Just a day after first Nato trucks crossed the border into Afgha-nistan
after a seven-month shutdown, a triple US drone attack on a compound in North Waziristan killed at least 24 suspected militants late Friday.
The strike destroyed the home, with six missiles being fired at it.
Officials were quick to label everyone slain as “suspects” and said that four of the people in the house were believed to be “foreigners.” The strike sparked panic across the area, and as usual none of the victims have been named.
The strike took place near Miranshah, the main town in the North Waziristan Agency.
Three unmanned aircraft fired a total of six missiles on Datta Khel village, some 35 kilometres east of Miranshah.
The initial strike on a house killed 13 people, five more were killed in a second attack when they drove to the site to recover dead bodies, and a third drone killed six more five minutes later, an official in Peshawar said.

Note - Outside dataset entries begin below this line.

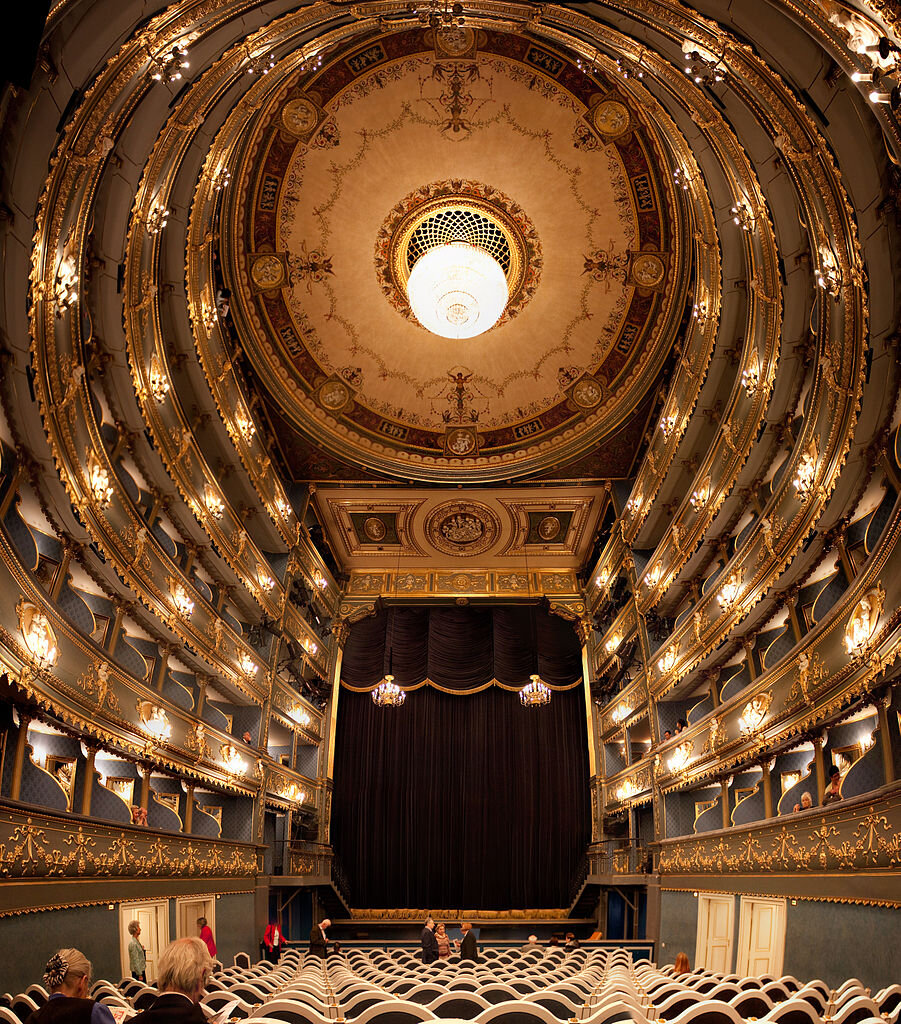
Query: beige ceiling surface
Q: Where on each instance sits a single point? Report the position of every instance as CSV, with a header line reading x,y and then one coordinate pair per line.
x,y
394,139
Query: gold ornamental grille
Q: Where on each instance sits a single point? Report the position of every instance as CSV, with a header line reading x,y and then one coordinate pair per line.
x,y
459,223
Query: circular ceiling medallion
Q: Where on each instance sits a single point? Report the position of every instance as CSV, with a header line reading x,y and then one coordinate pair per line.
x,y
374,528
462,527
444,212
549,527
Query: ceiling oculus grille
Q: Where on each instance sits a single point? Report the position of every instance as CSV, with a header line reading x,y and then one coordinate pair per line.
x,y
457,257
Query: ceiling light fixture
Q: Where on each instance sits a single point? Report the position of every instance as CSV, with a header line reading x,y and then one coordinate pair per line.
x,y
534,693
457,291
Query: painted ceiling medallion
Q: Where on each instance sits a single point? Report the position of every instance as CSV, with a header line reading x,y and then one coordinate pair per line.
x,y
427,152
462,527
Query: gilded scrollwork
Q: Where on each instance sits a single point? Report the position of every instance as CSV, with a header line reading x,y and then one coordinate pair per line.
x,y
38,846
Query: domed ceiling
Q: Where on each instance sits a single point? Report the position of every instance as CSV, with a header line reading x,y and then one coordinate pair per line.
x,y
346,161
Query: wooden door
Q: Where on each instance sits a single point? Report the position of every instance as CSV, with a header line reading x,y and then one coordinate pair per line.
x,y
761,936
154,920
716,916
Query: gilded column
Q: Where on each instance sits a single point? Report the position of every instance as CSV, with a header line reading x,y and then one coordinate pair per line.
x,y
88,786
886,736
18,762
188,809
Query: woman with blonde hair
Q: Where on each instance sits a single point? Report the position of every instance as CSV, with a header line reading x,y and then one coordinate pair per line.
x,y
68,979
137,955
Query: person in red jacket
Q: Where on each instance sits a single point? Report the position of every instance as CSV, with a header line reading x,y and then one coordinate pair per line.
x,y
272,941
207,936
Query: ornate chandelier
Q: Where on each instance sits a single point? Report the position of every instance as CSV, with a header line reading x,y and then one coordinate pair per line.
x,y
534,693
388,693
457,290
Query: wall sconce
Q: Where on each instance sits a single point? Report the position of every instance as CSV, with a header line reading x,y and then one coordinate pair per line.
x,y
828,276
244,424
701,496
805,475
215,505
666,663
40,640
221,179
297,714
98,480
66,287
751,375
180,598
668,425
167,67
158,218
155,721
231,760
262,64
729,591
754,714
742,217
681,756
620,713
700,66
158,380
626,791
682,178
863,621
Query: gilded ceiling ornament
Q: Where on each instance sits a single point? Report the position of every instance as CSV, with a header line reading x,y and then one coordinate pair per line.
x,y
267,271
300,117
647,270
549,527
462,527
611,118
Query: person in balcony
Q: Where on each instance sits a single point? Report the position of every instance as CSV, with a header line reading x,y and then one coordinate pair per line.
x,y
68,979
805,805
207,936
137,958
833,791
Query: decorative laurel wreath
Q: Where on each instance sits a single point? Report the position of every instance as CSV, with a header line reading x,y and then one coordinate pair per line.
x,y
55,971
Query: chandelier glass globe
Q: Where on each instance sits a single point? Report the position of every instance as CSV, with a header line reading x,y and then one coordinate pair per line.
x,y
457,290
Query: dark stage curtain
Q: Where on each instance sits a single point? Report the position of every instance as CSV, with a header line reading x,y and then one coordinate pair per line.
x,y
462,648
469,802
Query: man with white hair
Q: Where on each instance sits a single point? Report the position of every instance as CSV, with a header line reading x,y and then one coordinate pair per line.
x,y
182,974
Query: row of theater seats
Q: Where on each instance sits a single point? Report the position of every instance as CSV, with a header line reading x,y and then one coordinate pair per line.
x,y
510,987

The death toll from the strikes in Dattakhel in North Waziristan could rise, the officials said.
Two security officials in Miranshah confirmed all the three strikes but told AFP that at least 20 militants have been killed, and one said the militants had gathered to send fighters into Afghanistan.
According to Pakistani Nation News Agency the Dattakhel area is considered to be a stronghold of Hafiz Gul Bahadur, a Taliban commander who is accused of sending fighters across the border to fight NATO troops in Afghanistan. A similar drone attack on Sunday killed eight of Bahadur’s fighters
It reopened after Secretary of State Hillary Clinton finally agreed to apologize for the killings and Pakistan might have been received huge sums from US.
US drone strikes against Pakistan have been hugely controversial, and the Pakistani parliament has demanded their end, calling on the cabinet to condition reopening the border on the end of the strikes. Despite this call, the border remains open.
Islamabad says they violate its sovereignty and also cause civilian casualties. Washington has refused, and US officials say the drone strikes are an effective tool in combating militants.
Drone attacks are highly unpopular in Pakistan, where they are seen as an infringement of the country’s sovereignty and counter-productive in the fight against extremists.